Reader Mail -
Attilla from Norway (I'm quoting directly here so excuse the spelling) asks the following in reference to an article I posted about building a SQL Reporting Services report around a stored procedure:
**
I am trying to conect query varuabels into layout problem is follows
My stored procedure ask tabelname and it shows the data of a tabel given as parameter lets say @tabel
data set works fine. problem is to show on preview there is no field generation by running the stored procedure.my stored procedure is as follows
CREATE PROCEDURE ShowTable @tabel varchar(100)
AS
DECLARE @sSQL NVARCHAR(255)
SET @sSQL = 'SELECT * FROM ' + @tabelEXEC sp_executesql @sSQL
GOit shows tabel contens when you give the tabel name as input parameter
But i cant make a layout for to show the result on Report services.
So query connectivity to layout doesnt work for me. (You have mentioned on your article about using storedprocedure on reporting services)
I hope you can help me to solve this problem and i am sure many out there need this solution.
This approach to using stored procs, while tempting, is not recommended for a couple of reasons.

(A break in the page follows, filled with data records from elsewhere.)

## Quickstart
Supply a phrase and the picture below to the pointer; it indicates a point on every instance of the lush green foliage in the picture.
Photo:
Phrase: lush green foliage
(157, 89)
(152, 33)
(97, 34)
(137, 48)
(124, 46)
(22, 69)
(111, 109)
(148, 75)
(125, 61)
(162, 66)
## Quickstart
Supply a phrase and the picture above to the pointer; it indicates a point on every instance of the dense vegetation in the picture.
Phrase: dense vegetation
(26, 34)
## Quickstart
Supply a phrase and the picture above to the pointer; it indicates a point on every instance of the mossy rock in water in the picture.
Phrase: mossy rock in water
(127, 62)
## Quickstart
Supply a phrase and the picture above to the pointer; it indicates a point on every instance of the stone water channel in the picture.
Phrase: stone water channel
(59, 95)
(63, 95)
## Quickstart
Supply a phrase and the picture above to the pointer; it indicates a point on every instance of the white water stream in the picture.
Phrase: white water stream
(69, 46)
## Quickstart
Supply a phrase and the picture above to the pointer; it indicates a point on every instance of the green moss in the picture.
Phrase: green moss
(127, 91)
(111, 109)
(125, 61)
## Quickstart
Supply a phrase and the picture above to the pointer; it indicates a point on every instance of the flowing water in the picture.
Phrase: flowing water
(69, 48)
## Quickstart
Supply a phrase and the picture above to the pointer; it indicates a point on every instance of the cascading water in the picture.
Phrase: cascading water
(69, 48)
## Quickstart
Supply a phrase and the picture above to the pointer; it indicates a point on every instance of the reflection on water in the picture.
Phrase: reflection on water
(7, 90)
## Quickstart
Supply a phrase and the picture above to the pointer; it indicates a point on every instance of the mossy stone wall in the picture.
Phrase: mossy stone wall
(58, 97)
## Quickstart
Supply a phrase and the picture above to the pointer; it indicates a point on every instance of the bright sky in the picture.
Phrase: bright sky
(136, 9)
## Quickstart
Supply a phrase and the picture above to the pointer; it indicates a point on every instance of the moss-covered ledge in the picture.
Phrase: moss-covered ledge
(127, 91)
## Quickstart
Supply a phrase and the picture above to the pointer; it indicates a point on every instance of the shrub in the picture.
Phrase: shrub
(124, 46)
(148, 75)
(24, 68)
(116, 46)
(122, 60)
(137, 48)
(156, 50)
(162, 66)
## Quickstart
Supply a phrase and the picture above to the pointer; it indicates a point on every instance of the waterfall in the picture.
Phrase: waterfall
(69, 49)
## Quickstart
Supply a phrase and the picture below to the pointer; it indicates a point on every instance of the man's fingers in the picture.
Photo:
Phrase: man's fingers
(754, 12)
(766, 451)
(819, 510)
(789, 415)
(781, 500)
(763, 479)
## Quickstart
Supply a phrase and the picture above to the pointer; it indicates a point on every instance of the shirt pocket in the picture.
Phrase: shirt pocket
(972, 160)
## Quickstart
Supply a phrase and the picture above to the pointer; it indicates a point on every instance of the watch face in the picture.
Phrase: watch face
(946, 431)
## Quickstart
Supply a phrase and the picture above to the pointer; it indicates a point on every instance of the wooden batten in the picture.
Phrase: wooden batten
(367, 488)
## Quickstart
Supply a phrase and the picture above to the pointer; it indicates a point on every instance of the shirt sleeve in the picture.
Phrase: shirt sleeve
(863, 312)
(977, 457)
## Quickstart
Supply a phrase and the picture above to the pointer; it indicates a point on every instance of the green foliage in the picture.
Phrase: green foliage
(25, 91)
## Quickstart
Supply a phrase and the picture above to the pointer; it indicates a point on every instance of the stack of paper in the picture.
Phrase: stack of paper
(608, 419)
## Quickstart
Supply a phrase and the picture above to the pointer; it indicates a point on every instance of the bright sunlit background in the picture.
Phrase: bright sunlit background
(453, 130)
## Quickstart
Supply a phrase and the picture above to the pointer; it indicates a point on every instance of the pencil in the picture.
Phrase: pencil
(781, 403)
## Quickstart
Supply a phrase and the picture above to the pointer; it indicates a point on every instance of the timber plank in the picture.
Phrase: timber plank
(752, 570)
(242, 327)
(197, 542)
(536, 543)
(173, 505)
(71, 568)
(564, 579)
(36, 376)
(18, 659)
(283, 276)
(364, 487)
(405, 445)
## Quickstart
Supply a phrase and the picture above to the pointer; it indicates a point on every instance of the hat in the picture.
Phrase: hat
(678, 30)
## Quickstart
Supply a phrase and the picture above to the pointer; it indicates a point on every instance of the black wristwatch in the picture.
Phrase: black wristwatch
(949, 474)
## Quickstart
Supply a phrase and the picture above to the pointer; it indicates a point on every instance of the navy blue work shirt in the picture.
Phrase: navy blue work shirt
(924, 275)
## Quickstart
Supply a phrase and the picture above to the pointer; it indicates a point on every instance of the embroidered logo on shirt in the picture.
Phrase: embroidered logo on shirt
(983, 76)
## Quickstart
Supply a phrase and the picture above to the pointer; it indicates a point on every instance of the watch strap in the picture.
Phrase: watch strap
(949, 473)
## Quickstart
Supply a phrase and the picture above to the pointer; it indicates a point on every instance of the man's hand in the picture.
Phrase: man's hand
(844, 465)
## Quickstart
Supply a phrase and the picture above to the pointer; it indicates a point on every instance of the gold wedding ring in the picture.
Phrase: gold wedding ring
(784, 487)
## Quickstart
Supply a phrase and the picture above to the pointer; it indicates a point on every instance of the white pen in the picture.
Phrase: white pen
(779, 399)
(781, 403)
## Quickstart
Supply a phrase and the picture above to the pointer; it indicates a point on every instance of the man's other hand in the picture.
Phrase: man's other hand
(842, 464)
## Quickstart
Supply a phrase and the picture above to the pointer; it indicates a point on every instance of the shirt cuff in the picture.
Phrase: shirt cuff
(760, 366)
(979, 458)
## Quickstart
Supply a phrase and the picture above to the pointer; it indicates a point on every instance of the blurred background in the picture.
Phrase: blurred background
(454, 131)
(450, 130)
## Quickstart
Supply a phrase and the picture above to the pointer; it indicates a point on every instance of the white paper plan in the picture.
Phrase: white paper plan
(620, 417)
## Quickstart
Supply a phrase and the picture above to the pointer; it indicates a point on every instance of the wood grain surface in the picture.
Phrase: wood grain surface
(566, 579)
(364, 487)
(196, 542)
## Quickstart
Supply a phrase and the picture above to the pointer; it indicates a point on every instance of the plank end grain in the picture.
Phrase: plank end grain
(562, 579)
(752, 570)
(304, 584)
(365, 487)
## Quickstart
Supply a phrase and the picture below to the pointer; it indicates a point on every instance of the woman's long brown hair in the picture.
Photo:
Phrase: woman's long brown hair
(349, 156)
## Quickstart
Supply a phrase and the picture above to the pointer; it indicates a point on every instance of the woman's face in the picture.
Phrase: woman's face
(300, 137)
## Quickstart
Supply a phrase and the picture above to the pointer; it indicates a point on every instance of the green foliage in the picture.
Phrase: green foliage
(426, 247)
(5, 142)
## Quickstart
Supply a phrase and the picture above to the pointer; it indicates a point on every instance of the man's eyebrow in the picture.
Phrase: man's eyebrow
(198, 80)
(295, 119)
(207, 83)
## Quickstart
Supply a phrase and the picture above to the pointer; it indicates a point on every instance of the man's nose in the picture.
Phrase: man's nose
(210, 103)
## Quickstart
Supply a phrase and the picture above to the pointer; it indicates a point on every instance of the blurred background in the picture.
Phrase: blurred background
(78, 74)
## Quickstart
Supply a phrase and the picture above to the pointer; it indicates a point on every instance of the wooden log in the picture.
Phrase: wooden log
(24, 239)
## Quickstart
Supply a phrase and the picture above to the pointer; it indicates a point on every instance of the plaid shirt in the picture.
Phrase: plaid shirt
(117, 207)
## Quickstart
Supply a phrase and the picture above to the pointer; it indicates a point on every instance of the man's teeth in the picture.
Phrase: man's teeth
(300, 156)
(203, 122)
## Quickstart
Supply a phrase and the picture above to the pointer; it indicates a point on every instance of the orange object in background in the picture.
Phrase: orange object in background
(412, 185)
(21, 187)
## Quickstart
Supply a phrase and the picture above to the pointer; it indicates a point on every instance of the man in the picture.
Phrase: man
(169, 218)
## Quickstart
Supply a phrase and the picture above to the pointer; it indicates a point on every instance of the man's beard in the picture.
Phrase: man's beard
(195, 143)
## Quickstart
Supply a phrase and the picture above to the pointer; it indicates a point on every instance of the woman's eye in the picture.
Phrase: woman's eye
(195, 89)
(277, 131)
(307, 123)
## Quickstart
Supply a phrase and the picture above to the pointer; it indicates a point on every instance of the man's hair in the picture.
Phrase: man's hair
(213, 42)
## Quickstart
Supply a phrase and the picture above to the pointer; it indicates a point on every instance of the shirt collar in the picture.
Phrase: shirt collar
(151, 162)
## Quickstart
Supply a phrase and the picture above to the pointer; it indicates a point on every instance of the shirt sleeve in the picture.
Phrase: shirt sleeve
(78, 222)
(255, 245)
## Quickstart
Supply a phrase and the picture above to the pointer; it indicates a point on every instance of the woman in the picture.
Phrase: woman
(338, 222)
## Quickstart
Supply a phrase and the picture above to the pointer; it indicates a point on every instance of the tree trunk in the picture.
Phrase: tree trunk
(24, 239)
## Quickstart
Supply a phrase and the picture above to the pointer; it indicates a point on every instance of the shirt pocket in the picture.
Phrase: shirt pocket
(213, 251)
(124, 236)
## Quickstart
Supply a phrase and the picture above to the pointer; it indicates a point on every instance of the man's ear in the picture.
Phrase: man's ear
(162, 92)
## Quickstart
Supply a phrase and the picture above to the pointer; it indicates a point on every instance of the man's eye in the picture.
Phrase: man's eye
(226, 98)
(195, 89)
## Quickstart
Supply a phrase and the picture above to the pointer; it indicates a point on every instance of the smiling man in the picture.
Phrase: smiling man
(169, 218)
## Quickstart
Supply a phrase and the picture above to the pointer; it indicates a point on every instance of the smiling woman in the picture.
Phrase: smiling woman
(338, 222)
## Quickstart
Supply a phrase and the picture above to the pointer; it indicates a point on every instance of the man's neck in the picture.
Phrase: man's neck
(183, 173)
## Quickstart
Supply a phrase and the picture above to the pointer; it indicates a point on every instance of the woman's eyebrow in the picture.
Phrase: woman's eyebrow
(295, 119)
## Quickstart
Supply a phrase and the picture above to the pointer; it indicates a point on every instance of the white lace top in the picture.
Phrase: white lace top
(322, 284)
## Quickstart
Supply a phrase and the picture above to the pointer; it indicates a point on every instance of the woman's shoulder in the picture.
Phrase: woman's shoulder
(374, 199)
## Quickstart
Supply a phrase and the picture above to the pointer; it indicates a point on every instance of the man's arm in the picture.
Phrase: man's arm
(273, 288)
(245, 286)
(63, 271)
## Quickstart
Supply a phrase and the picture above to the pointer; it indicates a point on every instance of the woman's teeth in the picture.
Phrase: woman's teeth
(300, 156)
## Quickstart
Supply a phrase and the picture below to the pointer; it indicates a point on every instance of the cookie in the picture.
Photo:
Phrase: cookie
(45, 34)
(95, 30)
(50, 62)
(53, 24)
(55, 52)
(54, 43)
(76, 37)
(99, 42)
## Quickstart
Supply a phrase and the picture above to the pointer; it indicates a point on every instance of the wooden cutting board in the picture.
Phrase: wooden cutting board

First of all, the query optimizer can't figure out the best execution plan - and it's also a headache for Reporting Services engine to try to figure out the columns. But I feel the biggest reason not to develop stored procs like this is because it leaves you vulnerable to SQL injection attacks.
In other words, if you run this statement, it works as you expect it to:
EXEC ShowTable 'Products'
However, imagine if somehow someone got this to run:
EXEC ShowTable 'Products Drop Table Products'
What do you think would happen? It will select the records and then drop the table! And dropping a table is just a start to the problems they could cause in your database.
In general, building a stored procedure so it returns the same columns each time is a better idea, even if you have to build one or more for each table. This type that builds a SQL statement and executes it is just not a good idea.